I get a big kick whenever I hear a client or casting director ask for something that's less prevalent in their world, but a mainstay in another. This is where it pays off for an actor to be skilled in more than one media. Hello, crossover! Convergence! Collision! Or intersection amongst sets for you mathematically-inclined types.

Active in more than one field?
Cultivate common skills for a stronger foundation.


Crossover skills

I've run into on-camera jobs and auditions lately that draw neatly from the voice over world. That's when I do my happy dance. Not that non-voice actors couldn't handle these things, but I love it when I have the extra experience to draw on.

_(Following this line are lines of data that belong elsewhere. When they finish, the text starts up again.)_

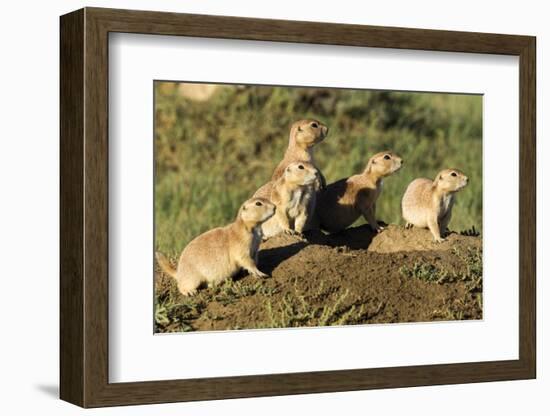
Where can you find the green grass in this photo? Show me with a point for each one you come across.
(213, 155)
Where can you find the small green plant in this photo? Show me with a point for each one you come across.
(425, 271)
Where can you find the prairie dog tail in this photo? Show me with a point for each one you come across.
(165, 264)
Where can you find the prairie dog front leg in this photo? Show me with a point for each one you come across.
(369, 215)
(433, 225)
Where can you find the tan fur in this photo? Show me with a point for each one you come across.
(292, 194)
(219, 253)
(429, 204)
(304, 135)
(344, 201)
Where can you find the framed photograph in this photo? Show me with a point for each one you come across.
(262, 207)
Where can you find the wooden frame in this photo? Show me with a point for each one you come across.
(84, 207)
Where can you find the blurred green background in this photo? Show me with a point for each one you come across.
(216, 144)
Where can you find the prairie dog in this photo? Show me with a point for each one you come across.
(219, 253)
(292, 194)
(342, 202)
(429, 204)
(304, 134)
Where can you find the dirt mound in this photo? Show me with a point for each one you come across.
(354, 277)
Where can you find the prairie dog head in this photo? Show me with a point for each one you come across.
(307, 133)
(384, 164)
(450, 180)
(300, 173)
(256, 211)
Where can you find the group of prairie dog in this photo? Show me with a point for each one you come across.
(297, 199)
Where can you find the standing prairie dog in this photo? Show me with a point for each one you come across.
(291, 194)
(219, 253)
(304, 134)
(342, 202)
(429, 204)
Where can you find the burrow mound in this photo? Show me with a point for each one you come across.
(354, 277)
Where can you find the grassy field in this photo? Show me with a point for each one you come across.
(212, 155)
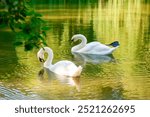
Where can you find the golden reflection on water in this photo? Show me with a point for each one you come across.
(125, 76)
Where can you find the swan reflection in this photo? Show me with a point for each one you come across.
(91, 58)
(71, 81)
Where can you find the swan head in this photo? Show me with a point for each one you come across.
(40, 55)
(77, 37)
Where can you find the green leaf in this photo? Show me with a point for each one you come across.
(18, 43)
(28, 46)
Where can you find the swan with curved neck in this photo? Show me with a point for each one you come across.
(92, 47)
(65, 67)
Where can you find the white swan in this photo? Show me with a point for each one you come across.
(66, 68)
(92, 47)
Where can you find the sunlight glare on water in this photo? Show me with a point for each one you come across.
(123, 75)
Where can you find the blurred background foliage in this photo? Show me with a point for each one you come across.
(29, 27)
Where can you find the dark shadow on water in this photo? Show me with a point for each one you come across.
(71, 81)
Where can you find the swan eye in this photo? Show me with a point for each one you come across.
(41, 60)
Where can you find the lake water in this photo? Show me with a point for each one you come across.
(123, 75)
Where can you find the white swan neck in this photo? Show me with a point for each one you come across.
(49, 59)
(81, 45)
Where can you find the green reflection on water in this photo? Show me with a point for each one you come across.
(126, 75)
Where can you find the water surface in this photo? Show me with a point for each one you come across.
(123, 75)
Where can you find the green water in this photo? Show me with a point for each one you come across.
(124, 75)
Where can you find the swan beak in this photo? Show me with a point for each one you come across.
(41, 60)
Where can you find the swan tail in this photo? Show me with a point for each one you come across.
(114, 44)
(78, 72)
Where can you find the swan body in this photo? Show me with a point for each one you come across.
(93, 58)
(65, 67)
(92, 47)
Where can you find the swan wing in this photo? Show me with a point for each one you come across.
(96, 48)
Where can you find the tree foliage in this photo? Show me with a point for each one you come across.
(29, 27)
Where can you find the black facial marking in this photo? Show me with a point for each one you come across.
(41, 60)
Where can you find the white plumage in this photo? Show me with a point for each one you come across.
(92, 47)
(64, 67)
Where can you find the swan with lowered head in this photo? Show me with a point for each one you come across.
(92, 47)
(65, 67)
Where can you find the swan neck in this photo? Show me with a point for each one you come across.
(49, 59)
(81, 45)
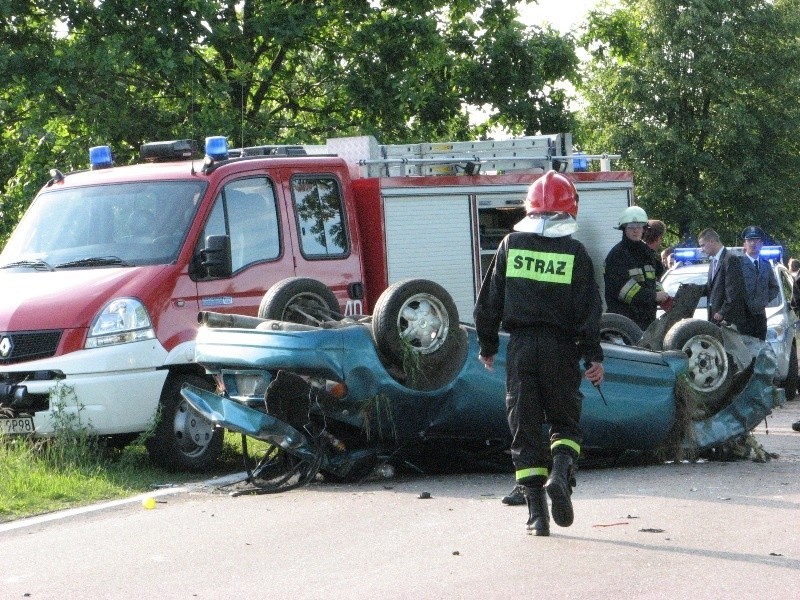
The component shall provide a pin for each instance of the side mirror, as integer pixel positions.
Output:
(216, 256)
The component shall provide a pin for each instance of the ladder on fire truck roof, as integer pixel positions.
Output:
(542, 152)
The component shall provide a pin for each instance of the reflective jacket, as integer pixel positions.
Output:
(542, 283)
(630, 282)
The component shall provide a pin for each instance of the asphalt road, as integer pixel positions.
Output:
(687, 530)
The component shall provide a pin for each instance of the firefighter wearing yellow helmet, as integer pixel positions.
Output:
(631, 286)
(540, 288)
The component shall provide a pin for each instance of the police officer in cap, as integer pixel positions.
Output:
(540, 288)
(761, 287)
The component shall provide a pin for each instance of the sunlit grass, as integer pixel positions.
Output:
(39, 476)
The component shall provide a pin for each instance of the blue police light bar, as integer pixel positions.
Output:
(771, 253)
(100, 157)
(217, 147)
(686, 255)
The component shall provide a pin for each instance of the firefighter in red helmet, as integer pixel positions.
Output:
(540, 288)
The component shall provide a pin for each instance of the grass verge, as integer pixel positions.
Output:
(38, 476)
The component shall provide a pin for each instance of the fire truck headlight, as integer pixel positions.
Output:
(121, 321)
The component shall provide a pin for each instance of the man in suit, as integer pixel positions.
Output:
(759, 281)
(725, 289)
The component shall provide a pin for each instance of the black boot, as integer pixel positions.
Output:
(559, 489)
(538, 517)
(516, 497)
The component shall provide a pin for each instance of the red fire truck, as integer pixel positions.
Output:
(106, 272)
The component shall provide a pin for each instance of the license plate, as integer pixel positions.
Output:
(17, 425)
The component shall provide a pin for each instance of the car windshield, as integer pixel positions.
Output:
(679, 275)
(122, 224)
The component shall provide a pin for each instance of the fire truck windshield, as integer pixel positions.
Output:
(141, 223)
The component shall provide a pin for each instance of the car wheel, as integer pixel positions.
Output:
(619, 329)
(183, 440)
(415, 326)
(710, 373)
(300, 300)
(790, 383)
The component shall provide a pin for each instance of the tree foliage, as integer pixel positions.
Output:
(700, 98)
(79, 73)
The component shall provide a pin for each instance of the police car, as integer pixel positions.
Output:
(782, 323)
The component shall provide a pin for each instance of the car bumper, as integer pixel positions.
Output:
(109, 390)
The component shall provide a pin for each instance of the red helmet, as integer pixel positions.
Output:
(552, 192)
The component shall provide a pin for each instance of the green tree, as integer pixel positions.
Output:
(122, 72)
(700, 98)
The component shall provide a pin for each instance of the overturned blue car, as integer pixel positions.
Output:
(404, 388)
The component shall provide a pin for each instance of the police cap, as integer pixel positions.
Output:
(753, 233)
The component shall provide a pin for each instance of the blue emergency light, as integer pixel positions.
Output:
(695, 255)
(100, 157)
(217, 147)
(771, 253)
(687, 255)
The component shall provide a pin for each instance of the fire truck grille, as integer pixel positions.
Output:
(28, 345)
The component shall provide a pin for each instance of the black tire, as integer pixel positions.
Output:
(415, 326)
(183, 440)
(710, 372)
(300, 300)
(619, 329)
(789, 385)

My last couple of jobs, plus a recent audition, had me using a teleprompter. Oh happy day! Tap, tap, shimmy, shimmy. I love the teleprompter. Mainly because it means that no memorization is needed. The actor's dream! The nightmare? Getting up on stage to perform and suddenly, totally forgetting all your lines. Thank goodness that's not an issue when there's a teleprompter to, well, prompt you.

I don't like to depend totally on the 'prompter, though. If anything can go wrong, it usually does, and I don't want to be caught looking less than fully professional. I actually prefer to memorize, or at least greatly familiarize myself with the script, and use the teleprompter more as a backup.

Perhaps It's the old stage actor deep inside of me that's just more comfortable knowing exactly what to say when the lights go up. Or in this case, when the cameras start rolling and the director is calling, "Action!" (Yes, they really do that. It's very helpful knowing when to to start talking when you have the first line.) I can focus more intently on the message and any physical actions that I need to take. The added confidence of really knowing the script makes it easier to have more fun with the material, too. And strangely enough, it opens the door to a little improvisation when the director is up for it, 'cause you can always go back to the script when it's right there in front of you in big block letters.


Familiar, comfortable territory

Another reason I love reading off the teleprompter is because ... well, it's pretty much what we voice actors do every day. Teleprompter work is essentially voice over! There is that matter of a camera recording your every move, not that it should concern us much if we just focus on the material. After all, as voice actors, we bring our whole selves to our work, including hand, body, and facial gestures that translate as natural performances on camera, too.

Teleprompter work is familiar territory. Just with a few extra lights, a camera, and some guy (or gal) calling "Action!" - thought we may get something like that in client-directed voiceover sessions, too. Throw in a little additional fuss about your hair, makeup, and wardrobe, but that's about it. The essential work is the same: Connect with the message within the script. Though knowing something about how to play to the camera is a definite plus.

On-camera actors with voiceover experience have another advantage: we're used to performing alone, without a scene partner. Sometimes, the teleprompter work finds us in character, talking to the camera as part of a scene with other actors speaking their lines off camera. On other occasions, we're delivering long monologues to the camera, either as a character or as a spokesperson. Most on-camera actors are used to working with other actors in their scenes, and some are visibly uncomfortable without other people to play off of. Usually these are the less experienced actors, but occasionally even a seasoned pro may feel a bit adrift in these circumstances.

Give yourself plenty of opportunities to do your happy dance. The more skills you acquire, the easier it is to navigate new or unexpected challenges.